Rasûlullah bunu, muhakkak ki, kan dökülmesini önlemek, İslâm'ın belde-i Haram'a verdiği mânâyı korumak için emretti. Ve onlara da, sadece saldırana karşılık savaşma izni verdi. Öbürlerine de, evlerine kapandıkları takdirde emniyet va'detti.
Sadece Müslümanlara saldıranlarla, kanı heder edilen ve öldürülmelerini kendisinin emrettiği altı kişi hariç.
Rasulullah uzaktan kılıç parıltılarını görünce sormuş ve Hâlid bin Velid'in kendisine saldıranlarla savaşmak zorunda kaldığını anlayınca, buna üzülmüş. Ancak, «Allanın kazasında hayır vardır» buyurmuştu. Zaten bunun dışında da Mekke'de herhangi bir çarpışma olmamıştı...

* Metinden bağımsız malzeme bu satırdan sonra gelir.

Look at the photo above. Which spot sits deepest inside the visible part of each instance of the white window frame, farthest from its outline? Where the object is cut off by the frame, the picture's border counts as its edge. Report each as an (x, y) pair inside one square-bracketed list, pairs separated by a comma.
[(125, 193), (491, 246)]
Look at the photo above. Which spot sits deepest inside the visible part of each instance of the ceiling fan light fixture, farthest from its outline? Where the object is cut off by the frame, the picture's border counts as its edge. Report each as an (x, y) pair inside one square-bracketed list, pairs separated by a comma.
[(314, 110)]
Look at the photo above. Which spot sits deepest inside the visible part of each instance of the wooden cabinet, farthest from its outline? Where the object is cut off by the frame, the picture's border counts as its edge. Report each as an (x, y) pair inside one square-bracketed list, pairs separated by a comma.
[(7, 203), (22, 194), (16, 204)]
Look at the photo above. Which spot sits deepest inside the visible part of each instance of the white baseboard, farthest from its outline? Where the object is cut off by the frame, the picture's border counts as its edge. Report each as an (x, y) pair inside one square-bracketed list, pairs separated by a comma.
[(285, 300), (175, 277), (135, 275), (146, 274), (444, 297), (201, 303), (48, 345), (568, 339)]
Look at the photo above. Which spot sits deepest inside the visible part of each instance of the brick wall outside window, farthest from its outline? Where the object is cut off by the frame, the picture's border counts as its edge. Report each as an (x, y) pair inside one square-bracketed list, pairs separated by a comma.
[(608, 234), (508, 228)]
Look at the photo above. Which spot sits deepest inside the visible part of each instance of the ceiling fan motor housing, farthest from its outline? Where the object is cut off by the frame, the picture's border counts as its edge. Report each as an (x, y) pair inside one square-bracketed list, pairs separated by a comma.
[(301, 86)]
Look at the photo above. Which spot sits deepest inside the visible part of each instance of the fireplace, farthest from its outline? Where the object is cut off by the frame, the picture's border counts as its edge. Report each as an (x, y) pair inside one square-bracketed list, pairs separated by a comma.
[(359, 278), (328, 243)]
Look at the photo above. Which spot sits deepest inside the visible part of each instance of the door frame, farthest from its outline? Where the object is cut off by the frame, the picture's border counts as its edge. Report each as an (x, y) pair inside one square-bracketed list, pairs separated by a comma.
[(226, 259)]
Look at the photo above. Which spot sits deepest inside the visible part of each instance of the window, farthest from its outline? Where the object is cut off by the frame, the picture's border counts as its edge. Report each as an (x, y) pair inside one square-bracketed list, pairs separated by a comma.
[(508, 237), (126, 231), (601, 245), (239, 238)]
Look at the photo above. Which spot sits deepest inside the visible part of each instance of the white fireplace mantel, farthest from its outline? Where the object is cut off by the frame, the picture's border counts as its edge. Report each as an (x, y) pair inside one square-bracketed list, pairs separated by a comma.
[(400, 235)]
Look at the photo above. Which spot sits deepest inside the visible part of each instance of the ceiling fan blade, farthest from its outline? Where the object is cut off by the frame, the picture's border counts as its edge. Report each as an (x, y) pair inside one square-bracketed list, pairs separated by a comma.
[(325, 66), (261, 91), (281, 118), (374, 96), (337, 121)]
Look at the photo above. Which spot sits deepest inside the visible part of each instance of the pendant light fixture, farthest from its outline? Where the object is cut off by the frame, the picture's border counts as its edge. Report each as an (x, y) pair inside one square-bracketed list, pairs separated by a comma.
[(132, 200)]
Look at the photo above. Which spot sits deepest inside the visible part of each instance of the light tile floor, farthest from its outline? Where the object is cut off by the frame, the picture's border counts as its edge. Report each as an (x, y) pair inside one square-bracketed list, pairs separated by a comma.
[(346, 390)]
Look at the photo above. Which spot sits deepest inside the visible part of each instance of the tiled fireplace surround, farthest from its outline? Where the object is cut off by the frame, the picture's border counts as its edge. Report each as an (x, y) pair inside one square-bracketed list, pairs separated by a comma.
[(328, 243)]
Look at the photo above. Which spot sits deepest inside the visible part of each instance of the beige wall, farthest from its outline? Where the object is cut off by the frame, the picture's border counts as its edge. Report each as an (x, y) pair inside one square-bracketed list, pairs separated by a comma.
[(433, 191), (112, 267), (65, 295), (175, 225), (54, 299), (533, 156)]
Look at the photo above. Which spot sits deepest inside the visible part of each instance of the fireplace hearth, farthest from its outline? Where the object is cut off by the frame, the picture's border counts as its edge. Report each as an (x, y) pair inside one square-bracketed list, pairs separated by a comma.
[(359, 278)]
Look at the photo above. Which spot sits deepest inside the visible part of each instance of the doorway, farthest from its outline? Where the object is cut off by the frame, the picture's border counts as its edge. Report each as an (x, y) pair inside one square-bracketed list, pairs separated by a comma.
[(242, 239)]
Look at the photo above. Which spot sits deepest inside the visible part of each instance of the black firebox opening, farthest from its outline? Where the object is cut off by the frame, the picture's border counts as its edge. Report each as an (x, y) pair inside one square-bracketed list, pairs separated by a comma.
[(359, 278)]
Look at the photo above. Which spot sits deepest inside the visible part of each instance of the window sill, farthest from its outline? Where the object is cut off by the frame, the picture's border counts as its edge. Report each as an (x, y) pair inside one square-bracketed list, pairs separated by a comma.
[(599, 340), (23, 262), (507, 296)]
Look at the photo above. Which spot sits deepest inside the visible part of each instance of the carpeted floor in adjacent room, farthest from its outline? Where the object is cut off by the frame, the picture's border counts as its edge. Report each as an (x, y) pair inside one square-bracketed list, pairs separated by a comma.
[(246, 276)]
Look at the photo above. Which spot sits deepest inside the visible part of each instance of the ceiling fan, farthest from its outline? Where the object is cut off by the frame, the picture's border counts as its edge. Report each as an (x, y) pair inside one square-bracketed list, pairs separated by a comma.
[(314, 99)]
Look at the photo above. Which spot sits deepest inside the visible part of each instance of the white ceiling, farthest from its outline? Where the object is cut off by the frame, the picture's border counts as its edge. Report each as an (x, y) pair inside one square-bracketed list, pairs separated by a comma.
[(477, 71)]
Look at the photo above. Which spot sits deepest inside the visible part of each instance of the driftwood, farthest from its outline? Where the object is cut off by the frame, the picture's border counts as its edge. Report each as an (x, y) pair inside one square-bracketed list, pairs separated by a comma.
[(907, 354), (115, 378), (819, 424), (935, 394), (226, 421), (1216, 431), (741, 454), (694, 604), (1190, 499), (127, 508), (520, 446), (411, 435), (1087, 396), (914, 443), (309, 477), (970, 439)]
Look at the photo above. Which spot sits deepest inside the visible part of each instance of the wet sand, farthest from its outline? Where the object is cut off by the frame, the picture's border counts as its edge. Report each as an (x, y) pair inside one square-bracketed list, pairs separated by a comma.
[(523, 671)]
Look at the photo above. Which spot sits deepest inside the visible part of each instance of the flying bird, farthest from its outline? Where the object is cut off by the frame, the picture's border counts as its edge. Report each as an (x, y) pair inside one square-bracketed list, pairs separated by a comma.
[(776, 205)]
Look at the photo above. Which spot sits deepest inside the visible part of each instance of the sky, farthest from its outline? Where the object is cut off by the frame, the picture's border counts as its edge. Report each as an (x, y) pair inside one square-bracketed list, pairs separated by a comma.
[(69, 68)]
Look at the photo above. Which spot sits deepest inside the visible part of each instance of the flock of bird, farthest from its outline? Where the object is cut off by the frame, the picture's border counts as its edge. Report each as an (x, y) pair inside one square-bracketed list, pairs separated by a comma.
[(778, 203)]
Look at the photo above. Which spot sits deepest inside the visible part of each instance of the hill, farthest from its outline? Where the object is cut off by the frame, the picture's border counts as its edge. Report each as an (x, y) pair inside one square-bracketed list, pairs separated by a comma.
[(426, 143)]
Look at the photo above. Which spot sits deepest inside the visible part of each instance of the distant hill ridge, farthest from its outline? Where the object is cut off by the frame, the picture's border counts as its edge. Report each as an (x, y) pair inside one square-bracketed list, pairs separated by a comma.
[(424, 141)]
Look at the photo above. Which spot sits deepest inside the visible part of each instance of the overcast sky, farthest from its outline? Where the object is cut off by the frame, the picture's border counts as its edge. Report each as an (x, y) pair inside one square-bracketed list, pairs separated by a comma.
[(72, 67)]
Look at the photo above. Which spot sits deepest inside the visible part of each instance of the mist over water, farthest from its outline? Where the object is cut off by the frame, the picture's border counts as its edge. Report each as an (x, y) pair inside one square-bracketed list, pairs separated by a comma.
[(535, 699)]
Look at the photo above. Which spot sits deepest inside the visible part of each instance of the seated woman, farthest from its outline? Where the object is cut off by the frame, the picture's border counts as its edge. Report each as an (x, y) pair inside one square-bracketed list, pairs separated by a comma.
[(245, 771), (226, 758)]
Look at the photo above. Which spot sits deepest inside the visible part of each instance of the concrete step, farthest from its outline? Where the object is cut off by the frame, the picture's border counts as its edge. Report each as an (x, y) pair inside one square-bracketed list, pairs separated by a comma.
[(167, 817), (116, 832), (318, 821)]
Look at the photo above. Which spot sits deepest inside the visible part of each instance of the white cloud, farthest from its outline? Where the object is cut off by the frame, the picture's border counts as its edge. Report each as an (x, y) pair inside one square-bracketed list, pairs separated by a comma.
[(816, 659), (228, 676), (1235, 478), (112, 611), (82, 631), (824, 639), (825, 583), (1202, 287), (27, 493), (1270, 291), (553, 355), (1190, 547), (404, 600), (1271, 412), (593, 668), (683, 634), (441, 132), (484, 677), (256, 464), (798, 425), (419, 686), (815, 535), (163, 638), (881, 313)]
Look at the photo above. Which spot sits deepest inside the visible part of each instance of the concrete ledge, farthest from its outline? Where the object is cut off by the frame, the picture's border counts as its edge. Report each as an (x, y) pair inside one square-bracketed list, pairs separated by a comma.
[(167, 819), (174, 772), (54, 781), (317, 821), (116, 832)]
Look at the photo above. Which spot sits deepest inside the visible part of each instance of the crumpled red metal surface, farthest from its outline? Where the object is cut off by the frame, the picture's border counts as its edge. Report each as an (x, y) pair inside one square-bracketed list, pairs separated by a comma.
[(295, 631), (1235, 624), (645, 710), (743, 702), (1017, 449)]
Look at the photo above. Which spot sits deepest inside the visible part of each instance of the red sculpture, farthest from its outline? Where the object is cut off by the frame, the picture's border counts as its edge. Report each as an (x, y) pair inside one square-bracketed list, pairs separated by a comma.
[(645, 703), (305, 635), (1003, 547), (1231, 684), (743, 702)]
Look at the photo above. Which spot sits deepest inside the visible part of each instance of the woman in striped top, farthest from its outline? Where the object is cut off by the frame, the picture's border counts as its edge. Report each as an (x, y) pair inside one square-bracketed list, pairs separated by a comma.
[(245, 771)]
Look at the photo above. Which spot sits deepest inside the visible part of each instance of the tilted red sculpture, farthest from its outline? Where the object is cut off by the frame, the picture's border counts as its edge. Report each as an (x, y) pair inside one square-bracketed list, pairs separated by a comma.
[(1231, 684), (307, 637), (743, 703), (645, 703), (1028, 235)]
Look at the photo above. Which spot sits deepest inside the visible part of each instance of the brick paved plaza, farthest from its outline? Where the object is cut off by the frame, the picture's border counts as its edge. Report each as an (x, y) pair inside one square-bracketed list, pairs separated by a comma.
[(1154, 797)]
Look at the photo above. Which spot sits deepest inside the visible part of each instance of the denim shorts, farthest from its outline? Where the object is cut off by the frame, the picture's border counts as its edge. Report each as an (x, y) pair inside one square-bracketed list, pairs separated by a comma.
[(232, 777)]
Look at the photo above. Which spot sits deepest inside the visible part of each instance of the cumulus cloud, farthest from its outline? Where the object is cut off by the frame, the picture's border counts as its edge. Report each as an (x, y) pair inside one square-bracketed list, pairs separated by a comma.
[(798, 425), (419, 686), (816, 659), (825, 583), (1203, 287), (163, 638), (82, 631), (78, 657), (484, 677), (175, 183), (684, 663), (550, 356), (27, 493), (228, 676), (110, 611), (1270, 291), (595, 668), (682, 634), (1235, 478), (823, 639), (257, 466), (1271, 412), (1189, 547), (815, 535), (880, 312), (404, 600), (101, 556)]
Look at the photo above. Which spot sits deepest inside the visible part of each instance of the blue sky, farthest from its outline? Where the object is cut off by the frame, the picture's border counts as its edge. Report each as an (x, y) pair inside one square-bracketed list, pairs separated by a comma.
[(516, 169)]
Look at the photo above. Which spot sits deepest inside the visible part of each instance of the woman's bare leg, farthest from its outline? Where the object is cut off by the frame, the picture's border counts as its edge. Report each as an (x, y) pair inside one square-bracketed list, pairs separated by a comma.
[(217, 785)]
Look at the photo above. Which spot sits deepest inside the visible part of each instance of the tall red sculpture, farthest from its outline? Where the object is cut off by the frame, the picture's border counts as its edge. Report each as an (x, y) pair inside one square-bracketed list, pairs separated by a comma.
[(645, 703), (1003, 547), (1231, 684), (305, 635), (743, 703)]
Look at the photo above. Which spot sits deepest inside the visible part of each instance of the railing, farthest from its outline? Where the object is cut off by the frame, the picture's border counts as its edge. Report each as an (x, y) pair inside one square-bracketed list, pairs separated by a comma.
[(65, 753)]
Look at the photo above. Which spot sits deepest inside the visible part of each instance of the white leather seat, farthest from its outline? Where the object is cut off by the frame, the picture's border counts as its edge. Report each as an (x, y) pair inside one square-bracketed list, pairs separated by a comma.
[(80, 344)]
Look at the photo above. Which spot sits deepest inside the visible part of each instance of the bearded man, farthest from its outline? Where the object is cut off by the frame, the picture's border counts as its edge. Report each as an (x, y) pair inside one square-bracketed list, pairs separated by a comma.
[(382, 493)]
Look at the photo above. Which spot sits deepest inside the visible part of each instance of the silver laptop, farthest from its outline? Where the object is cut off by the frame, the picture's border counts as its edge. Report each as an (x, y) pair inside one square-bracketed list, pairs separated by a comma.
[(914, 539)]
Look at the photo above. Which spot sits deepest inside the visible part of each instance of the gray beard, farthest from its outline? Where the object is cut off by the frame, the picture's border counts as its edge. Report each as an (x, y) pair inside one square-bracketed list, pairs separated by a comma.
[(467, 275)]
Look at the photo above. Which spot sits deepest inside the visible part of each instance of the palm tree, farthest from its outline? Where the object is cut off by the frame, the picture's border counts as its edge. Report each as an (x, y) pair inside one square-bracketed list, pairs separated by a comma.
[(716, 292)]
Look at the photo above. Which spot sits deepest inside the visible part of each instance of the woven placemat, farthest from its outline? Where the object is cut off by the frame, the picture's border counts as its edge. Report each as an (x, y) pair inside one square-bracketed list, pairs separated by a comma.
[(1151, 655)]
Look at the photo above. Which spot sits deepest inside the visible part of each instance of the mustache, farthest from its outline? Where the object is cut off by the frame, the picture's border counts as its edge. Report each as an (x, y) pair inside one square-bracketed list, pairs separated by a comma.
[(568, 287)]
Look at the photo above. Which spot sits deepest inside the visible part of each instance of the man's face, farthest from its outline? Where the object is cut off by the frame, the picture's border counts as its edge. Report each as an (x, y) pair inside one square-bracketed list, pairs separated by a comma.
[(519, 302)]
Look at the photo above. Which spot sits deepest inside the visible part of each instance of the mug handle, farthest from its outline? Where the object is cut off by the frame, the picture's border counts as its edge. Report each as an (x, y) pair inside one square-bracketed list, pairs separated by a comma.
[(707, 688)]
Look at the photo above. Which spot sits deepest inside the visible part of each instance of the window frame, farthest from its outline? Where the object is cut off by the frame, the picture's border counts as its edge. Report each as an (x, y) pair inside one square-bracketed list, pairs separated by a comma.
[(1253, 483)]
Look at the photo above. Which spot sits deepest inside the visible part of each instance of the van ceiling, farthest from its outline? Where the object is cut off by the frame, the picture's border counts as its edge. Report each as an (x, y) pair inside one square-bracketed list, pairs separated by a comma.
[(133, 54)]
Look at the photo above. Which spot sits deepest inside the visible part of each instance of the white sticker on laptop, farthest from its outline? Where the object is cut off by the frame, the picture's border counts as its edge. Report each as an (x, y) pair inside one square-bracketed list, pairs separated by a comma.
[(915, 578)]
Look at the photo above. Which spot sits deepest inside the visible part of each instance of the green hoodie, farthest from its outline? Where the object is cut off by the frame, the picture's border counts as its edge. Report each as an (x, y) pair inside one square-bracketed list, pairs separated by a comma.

Nitekim fetih günü halka hitap ederken de: -Mekke'yi Allah yasak bölge yaptı, insanlar değil...» buyurdu. Ve, «Allah'a inanan bir kişiye kıyamete dek, orada kan dökmesi veya kavga etmesi helâl olmaz. Biri kalkıp da ruhsat var savaşa derse; Allah kendi Resulüne izin verdi, size değil deyin. Ona bile bir günde bir an için izin vermişti. Ve dünkü gibi bugün de haramlığı avdet etti.